1) identify if it is acidosis or alkalosis by looking at the pH
2) identify if it is respiratory or metabolic by looking at the CO2 and HCO3
3) identify if it is compensated (pH is normal and both CO2 and HCO3 are abnormal - can asses from pt Hx/exam), partial compensated (PH is abnormal and CO2 and HCO3 are abnormal) or uncompensated (pH abnormal, CO2 OR HCO3 is abnormal)

Question 54

what do we know about copd (common, preventable and treatable disease, characterised by persistent respiratory symptoms and airflow limitation - due to airflow +/or alveolar abnormalities, usually caused by significant exposure to noxious particles or gases)?

Answer 54

• fixed airway obstruction, with little-to-no response to inhaled steroids
• exacerbations are reduced with steroids (oral prednisolone - 30mg for 5days, may need osteoporosis prophylaxis)
• management is based in symptom control
• FEV declines, inexorably
• 3 inhaler therapies: LAMA (trotropium) -> LABA (salmeterol) -> ICS (beclomethasone)
• bronchodilators relax smooth muscle, improve airflow, improve breathlessness
• inhaled steroids reduce inflammation, and so exacerbation
• has to be a host factor that modifies the initial stimulus (smoking) -> lung inflammation (neutrophil process) -> oxidative stress -> copd

Question 55

what are the treatment goals and prognosis of COPD?

Answer 55

• reduce the symptoms - improve symptoms, exercise tolerance, health status
• reduce risk - disease progression, exacerbation and mortality
• untested there will be disease progression and decline in FEV
• rate of decline according to FEV%
• consider cigarette +ve vs. inhaler deficient
• exacerbation frequency associated with mortality

Question 56

how do you diagnose COPD?

Answer 56

1. clinical features and Hx, trial of treatment (e.g. repeated benefits from steroids +/or antibiotics or used family member meds and had a benefit )
2. pulmonary function tests
   - non-invasive tests that show how well the lungs are working. The tests measure lung volume, capacity, rates of flow, and gas exchange.
3. spirometry (obstructive FEV/FVC <0.70 = less vol out in 1sec and less vol out overall)/ categorise into mild/moderate/severe
4. lung volumes (gas trapping, RV/TLC)
5. gas transfer (reduced efficiency of alveolar transfer)
   - oxygen saturation (92% lower of abnormal), desaturation
6. imaging
   - CXR (specific, but not sensitive)
   - CT is very sensitive, but carries risk - radiation (will show emphysema)
   - (neither should be the main driver)
   - NB you can have normal FEV but severe emphysema! therefore, guide treatment based on ABCD assessment tool which considers risk and symptoms
7. use ABDC and cold scale to assess severity and diagnose

Question 57

what tool should you use to guide treatment of copd?

Answer 57

ABCD assessment tool + Gold scale (FEV1 % predicted)

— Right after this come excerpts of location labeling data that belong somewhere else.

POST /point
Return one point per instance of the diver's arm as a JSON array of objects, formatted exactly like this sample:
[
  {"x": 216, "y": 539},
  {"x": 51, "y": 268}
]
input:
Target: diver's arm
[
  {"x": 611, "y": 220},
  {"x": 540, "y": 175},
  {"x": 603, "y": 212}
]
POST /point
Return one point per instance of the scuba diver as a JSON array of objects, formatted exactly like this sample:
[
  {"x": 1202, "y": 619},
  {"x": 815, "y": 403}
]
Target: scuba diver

y-axis is grading of risk (based on exacerbation and hospital admissions)

x-axis is graded on symptoms (MRC and CAT = both grading of breathlessness tools)

*do this to judge essentially what we do with them/ guide therapy (also the level of airflow limitation, impact of disease on the pt’s health status, risk of future events or death)

Question 58

broadly, how do you manage copd based on the ANCD method (drug therapy)

Answer 58

group A (MRC of 0-1, CAT <10 and 0-1 exacerbation history):
- bronchodilator

group B (MRC of >2, CAT >10 and 0-1 exacerbation history):
- a long-acting bronchodilator (LABA or LAMA) 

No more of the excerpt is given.